Gaussian Splatting: Papers #10

Here are the latest papers related to Gaussian Splatting! 🤘

Gaussian Splatting
11 min readJun 2, 2024

Join us on July 2nd, 2024 at 17:00 CEST for our inaugural online meetup on Gaussian Splatting! Agenda will be announced in the coming days ❤️

LP-3DGS: Learning to Prune 3D Gaussian Splatting

🔗LP-3DGS: Learning to Prune 3D Gaussian Splatting [PDF]

by Zhaoliang Zhang, Tianchen Song, Yongjae Lee, Li Yang, Cheng Peng, Rama Chellappa, Deliang Fan (2024–05–29)

Recently, 3D Gaussian Splatting (3DGS) has become one of the mainstream methodologies for novel view synthesis (NVS) due to its high quality and fast rendering speed. However, as a point-based scene representation, 3DGS potentially generates a large number of Gaussians to fit the scene, leading to high memory usage. Improvements that have been proposed require either an empirical and preset pruning ratio or importance score threshold to prune the point cloud. Such hyperparameter requires multiple rounds of training to optimize and achieve the maximum pruning ratio, while maintaining the rendering quality for each scene.

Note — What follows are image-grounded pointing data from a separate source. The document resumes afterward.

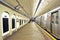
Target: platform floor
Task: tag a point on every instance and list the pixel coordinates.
(31, 31)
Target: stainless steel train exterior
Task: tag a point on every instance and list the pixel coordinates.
(51, 22)
(10, 21)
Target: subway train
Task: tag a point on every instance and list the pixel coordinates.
(50, 21)
(10, 21)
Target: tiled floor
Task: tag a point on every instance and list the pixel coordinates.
(29, 32)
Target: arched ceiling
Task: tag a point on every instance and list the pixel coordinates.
(47, 5)
(29, 6)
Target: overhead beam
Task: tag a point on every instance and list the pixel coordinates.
(37, 6)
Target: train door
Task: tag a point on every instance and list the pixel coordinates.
(17, 20)
(54, 22)
(5, 23)
(13, 22)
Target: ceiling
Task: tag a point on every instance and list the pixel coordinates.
(29, 6)
(47, 5)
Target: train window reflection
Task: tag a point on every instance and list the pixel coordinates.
(5, 23)
(13, 23)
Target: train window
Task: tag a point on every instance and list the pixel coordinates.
(13, 23)
(5, 25)
(5, 18)
(20, 21)
(57, 18)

In this work, we propose learning-to-prune 3DGS (LP-3DGS), where a trainable binary mask is applied to the importance score that can find the optimal pruning ratio automatically. Instead of using the traditional straight-through estimator (STE) method to approximate the binary mask gradient, we redesign the masking function to leverage the Gumbel-Sigmoid method, making it differentiable and compatible with the existing training process of 3DGS. Extensive experiments have shown that LP-3DGS consistently produces a good balance that is both efficient and high quality.

NPGA: Neural Parametric Gaussian Avatars

🔗NPGA: Neural Parametric Gaussian Avatars [PDF]

by Simon Giebenhain, Tobias Kirschstein, Martin Rünz, Lourdes Agapito, Matthias Nießner (2024–05–29)

The creation of high-fidelity, digital versions of human heads is an important stepping stone in the process of further integrating virtual components into our everyday lives. Constructing such avatars is a challenging research problem, due to a high demand for photo-realism and real-time rendering performance. In this work, we propose Neural Parametric Gaussian Avatars (NPGA), a data-driven approach to create high-fidelity, controllable avatars from multi-view video recordings.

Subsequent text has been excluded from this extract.